The Georgia Department of Juvenile Justice (DJJ) is a multi-faceted agency that serves the needs of this state’s young offenders up to the age of 21. The Department employs more than 4,300 men and women at 26 secure facilities and 97 community services offices throughout the state to effect justice and redirect the young lives in the agency`s care.
Including those who are placed on probation, thousands of youth are diverted each year to evidence-based community programs, sentenced to short-term incarceration or committed to
the Department`s long-term custody by juvenile courts.
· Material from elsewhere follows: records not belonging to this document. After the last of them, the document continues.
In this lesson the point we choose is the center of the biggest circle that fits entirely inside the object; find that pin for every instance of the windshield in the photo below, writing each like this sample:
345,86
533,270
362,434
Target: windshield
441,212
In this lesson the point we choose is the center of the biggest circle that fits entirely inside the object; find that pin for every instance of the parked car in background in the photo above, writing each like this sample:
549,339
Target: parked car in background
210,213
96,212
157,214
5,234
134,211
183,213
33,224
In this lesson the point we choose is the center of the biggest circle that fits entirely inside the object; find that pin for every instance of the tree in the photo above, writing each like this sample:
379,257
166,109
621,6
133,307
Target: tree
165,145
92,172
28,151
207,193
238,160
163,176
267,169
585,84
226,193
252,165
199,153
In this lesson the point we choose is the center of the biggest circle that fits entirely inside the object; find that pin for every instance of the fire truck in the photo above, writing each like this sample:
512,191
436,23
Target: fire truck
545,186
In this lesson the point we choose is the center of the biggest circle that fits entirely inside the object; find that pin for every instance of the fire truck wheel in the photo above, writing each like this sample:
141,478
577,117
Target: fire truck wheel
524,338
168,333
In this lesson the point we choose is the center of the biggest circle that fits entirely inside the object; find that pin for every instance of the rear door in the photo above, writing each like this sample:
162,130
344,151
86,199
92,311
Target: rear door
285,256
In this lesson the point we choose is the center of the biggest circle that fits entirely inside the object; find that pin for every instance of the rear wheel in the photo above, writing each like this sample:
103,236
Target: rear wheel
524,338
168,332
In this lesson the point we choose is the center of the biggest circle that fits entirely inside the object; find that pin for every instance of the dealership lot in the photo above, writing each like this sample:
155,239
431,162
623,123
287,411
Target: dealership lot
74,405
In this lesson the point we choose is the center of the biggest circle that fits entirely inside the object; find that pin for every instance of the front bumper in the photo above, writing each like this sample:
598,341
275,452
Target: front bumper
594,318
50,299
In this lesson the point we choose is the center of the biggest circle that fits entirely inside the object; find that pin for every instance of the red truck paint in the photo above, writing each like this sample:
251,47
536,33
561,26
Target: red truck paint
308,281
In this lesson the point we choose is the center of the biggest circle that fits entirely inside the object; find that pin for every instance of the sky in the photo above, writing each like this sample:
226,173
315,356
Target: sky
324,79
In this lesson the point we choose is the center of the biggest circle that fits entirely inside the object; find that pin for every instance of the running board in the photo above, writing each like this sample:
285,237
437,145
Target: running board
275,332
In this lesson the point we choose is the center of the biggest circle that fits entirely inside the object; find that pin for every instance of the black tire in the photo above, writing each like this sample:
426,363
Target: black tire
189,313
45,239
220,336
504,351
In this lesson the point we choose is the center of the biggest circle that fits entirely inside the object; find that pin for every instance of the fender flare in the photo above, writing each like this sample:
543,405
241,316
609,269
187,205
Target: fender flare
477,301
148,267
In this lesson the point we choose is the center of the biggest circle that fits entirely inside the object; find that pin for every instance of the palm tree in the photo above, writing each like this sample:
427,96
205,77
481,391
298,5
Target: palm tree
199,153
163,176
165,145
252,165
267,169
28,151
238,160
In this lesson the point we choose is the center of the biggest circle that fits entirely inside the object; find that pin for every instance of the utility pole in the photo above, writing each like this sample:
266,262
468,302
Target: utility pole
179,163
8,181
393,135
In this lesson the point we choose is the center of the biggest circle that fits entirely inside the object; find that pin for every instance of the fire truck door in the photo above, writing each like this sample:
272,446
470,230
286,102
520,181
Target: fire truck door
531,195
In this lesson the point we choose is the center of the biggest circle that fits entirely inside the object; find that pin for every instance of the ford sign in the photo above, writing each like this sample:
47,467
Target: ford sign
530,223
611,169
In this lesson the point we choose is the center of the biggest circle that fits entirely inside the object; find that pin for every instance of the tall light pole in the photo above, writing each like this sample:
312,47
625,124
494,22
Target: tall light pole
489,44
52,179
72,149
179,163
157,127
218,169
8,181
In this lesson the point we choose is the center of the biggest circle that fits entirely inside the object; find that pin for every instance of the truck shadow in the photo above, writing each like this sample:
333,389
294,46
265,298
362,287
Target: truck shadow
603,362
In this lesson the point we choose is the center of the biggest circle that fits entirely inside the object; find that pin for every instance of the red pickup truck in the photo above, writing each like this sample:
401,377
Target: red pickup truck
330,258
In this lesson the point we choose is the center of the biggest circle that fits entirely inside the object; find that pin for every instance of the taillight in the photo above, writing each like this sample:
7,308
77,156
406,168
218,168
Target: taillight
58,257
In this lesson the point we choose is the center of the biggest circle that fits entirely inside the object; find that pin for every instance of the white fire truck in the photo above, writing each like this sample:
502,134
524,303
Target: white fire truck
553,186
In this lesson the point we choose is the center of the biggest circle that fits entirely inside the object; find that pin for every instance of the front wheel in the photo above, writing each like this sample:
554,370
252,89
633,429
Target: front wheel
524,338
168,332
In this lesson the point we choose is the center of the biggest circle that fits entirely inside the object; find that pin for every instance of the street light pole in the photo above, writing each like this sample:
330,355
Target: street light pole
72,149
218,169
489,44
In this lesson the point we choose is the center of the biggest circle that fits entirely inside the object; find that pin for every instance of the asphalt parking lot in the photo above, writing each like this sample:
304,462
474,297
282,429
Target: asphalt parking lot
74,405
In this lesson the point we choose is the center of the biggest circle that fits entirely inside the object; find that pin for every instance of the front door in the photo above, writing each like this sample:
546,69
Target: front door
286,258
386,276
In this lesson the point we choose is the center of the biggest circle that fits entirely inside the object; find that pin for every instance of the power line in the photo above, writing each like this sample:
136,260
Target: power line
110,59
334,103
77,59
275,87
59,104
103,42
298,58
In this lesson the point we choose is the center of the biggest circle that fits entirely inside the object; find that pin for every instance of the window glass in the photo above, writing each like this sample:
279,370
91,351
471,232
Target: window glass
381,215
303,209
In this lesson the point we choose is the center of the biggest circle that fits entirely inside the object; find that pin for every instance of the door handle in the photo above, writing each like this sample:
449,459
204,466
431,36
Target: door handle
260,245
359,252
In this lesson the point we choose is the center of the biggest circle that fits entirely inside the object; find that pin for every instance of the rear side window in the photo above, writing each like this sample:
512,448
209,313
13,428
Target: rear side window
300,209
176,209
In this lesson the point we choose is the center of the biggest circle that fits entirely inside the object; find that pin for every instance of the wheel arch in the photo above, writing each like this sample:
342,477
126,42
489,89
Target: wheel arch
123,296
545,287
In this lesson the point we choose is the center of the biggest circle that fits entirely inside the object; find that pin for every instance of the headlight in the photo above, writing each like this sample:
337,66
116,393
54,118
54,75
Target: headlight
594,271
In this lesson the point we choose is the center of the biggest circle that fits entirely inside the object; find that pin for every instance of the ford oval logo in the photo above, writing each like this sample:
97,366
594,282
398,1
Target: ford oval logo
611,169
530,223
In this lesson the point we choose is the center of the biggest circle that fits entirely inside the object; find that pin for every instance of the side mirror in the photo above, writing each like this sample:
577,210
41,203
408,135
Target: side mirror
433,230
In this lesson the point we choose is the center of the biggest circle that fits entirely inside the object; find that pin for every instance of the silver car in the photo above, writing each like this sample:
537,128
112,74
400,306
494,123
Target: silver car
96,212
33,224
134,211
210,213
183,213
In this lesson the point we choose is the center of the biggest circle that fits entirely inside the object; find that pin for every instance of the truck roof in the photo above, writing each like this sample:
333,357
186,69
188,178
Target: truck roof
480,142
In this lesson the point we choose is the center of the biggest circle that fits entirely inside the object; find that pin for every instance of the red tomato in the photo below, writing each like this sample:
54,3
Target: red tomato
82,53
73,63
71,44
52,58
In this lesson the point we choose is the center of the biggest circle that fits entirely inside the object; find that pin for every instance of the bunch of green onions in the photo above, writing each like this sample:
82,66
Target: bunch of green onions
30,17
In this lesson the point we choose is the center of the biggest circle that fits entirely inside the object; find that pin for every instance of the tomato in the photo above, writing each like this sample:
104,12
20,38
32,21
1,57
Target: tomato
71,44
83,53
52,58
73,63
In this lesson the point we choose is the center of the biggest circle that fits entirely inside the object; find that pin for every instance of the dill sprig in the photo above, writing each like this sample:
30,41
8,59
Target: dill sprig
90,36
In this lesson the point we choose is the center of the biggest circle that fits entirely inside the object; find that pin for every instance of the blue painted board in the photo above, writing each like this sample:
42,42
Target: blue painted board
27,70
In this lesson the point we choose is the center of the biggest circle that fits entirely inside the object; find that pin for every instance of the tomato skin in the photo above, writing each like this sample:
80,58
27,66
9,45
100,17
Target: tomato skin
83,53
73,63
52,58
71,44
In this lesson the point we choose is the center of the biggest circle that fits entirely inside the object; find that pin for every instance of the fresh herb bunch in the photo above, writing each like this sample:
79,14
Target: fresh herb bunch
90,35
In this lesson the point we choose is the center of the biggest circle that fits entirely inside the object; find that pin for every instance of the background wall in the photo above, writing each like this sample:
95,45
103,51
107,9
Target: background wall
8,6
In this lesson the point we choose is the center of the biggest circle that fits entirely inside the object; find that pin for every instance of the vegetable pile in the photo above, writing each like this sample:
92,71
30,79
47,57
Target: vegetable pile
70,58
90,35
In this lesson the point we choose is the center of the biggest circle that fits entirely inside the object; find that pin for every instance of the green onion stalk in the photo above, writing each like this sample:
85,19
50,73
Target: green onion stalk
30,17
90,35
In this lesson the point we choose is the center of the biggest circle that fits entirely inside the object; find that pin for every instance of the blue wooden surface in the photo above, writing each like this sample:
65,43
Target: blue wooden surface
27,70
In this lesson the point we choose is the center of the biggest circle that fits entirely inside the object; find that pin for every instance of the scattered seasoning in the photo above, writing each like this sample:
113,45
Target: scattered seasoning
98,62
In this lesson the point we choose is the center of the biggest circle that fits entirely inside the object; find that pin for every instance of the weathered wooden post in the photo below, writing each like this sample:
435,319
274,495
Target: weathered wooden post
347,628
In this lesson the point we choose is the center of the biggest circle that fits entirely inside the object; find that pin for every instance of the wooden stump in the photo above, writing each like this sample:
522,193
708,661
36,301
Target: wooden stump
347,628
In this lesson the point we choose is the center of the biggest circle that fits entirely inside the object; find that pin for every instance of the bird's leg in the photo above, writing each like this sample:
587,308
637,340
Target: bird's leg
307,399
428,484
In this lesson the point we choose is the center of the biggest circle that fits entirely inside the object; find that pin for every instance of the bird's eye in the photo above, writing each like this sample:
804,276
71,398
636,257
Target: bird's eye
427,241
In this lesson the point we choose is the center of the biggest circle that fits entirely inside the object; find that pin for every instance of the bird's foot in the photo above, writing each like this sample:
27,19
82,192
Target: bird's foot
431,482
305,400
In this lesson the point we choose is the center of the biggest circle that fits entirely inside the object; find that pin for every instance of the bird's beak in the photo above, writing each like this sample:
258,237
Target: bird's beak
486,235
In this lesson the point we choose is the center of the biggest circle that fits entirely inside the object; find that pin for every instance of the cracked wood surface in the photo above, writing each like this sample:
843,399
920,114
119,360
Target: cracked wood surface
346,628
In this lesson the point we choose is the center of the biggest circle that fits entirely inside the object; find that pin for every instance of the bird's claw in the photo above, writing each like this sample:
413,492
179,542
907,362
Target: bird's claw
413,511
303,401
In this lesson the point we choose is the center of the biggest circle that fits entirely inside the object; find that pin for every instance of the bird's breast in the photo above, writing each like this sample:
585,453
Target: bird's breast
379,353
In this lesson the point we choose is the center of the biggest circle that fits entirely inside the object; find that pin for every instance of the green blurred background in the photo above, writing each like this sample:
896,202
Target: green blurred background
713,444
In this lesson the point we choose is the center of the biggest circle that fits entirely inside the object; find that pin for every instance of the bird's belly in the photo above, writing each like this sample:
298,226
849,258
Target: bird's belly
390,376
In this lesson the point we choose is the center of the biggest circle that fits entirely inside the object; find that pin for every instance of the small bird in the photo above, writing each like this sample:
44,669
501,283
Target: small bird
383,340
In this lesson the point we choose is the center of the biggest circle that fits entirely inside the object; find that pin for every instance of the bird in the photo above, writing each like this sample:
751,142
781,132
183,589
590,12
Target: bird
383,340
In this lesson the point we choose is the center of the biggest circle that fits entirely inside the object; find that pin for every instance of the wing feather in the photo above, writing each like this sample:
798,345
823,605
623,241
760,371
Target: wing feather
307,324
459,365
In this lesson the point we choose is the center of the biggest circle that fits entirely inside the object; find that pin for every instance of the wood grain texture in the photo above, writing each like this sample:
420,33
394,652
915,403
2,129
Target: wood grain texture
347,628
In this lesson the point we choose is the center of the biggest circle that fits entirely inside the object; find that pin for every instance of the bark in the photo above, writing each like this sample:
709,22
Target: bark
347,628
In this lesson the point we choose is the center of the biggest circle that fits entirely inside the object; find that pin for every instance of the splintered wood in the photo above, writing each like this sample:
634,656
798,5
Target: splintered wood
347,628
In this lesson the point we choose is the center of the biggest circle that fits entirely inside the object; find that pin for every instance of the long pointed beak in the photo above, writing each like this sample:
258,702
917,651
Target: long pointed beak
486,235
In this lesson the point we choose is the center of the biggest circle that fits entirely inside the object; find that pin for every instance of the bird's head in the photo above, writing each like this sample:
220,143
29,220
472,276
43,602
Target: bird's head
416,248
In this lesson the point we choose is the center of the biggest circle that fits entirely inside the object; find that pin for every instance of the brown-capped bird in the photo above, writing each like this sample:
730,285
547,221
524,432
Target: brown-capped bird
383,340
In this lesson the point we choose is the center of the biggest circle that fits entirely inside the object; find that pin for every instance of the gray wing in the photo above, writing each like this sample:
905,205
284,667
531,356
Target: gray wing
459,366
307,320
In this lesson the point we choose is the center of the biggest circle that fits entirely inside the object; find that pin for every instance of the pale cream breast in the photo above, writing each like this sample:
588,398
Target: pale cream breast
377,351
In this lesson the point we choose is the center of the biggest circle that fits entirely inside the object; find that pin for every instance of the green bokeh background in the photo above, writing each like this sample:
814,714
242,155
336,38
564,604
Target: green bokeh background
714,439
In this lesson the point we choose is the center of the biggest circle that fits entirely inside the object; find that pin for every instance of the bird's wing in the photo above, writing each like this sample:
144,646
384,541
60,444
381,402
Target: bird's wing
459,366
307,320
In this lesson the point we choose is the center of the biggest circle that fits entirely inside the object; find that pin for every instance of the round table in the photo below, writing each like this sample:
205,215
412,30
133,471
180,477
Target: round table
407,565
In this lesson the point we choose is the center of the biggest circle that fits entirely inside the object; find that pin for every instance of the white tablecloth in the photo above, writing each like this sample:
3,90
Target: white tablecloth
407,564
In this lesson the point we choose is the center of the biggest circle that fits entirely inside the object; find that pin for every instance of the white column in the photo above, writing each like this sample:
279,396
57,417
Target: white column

It is the duty of DJJ’s professional corrections staff to preserve public safety and safeguard the citizens of Georgia, as well as protect the victims of crimes so that they can rebuild their lives.
At the same time, DJJ holds juvenile offenders accountable for their delinquent conduct so that they can take responsibility for their actions through probation, supervision and secure detention. The youth are provided with medical and psychological treatment, as well as education and programs designed to equip them with the social, intellectual and emotional tools needed to achieve their successful reentry and reintegration into community, workplace and neighborhood settings as more productive and law-abiding citizens.